No parecía estar muy segura de qué hacer con mi tarjeta. Yo estaba demasiado agotada tras mi encuentro con Jeannine como para luchar. Mientras estábamos allí sin hacer nada, una voz alta y contenida preguntó a Karen que quién era.
La doncella se volvió.
– Es una detective, señora Grafalk. Dice que quiere hablar con usted acerca del señor Phillips.
La señora Grafalk entró en el vestíbulo. Su pelo canoso estaba peinado de modo que hacía destacar sus altos pómulos, que acentuaba aún más con un colorete rojo oscuro. Estaba vestida para salir, con un traje de seda color salmón con falda de vuelo y chaqueta fruncida. Sus ojos eran penetrantes, pero no antipáticos. Le cogió la tarjeta a Karen, que se colocó protectora entre nosotras.
– ¿Señorita Warshawski? Me temo que no tengo mucho tiempo. Me voy a una reunión de Ravinia. ¿De qué quiere hablarme?
– De Clayton y Jeannine Phillips.
Una expresión de disgusto cruzó por su rostro.
– No le puedo decir gran cosa de ellos. Clayton es, era, debo decir, socio de mi marido en los negocios. Por razones que nunca pude entender, Niels siempre insistió en que cultivásemos su amistad, incluso que los recomendásemos para el Club Náutico. Intenté interesar a Jeannine en alguna de las cosas que hago, especialmente en el trabajo con la comunidad pobre de inmigrantes de Waukegan. Me temo que es muy difícil interesarla por nada que no sea su ropa.

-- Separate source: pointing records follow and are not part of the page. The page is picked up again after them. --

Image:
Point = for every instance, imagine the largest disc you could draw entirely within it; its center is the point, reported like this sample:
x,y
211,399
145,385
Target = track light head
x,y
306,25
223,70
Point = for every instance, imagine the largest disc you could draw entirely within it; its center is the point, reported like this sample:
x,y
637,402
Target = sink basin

Hablaba rápidamente, deteniéndose apenas para tomar aliento tras cada frase.
– Perdóneme, señora Grafalk, pero su marido insinuó que Jeannine era una protegida suya y que usted quería que ella entrase en el Club Náutico.
Alzó sus cejas negras maquilladas y abrió mucho los ojos.
– ¿Por qué diría eso Niels? Supongo que Clayton debió hacer con él algún negocio ventajoso y Niels le recomendó en el club como agradecimiento. Estoy completamente segura de que eso fue lo que pasó. Niels se guarda para sí lo que hace en la Grafalk Steamship, así que nunca supe cuál fue el acuerdo. La verdad es que ni me interesa. Siento que Clayton muriera, pero era un arribista insufrible, y Jeannine igual… ¿Responde esto a su pregunta? Me temo que tengo que marcharme.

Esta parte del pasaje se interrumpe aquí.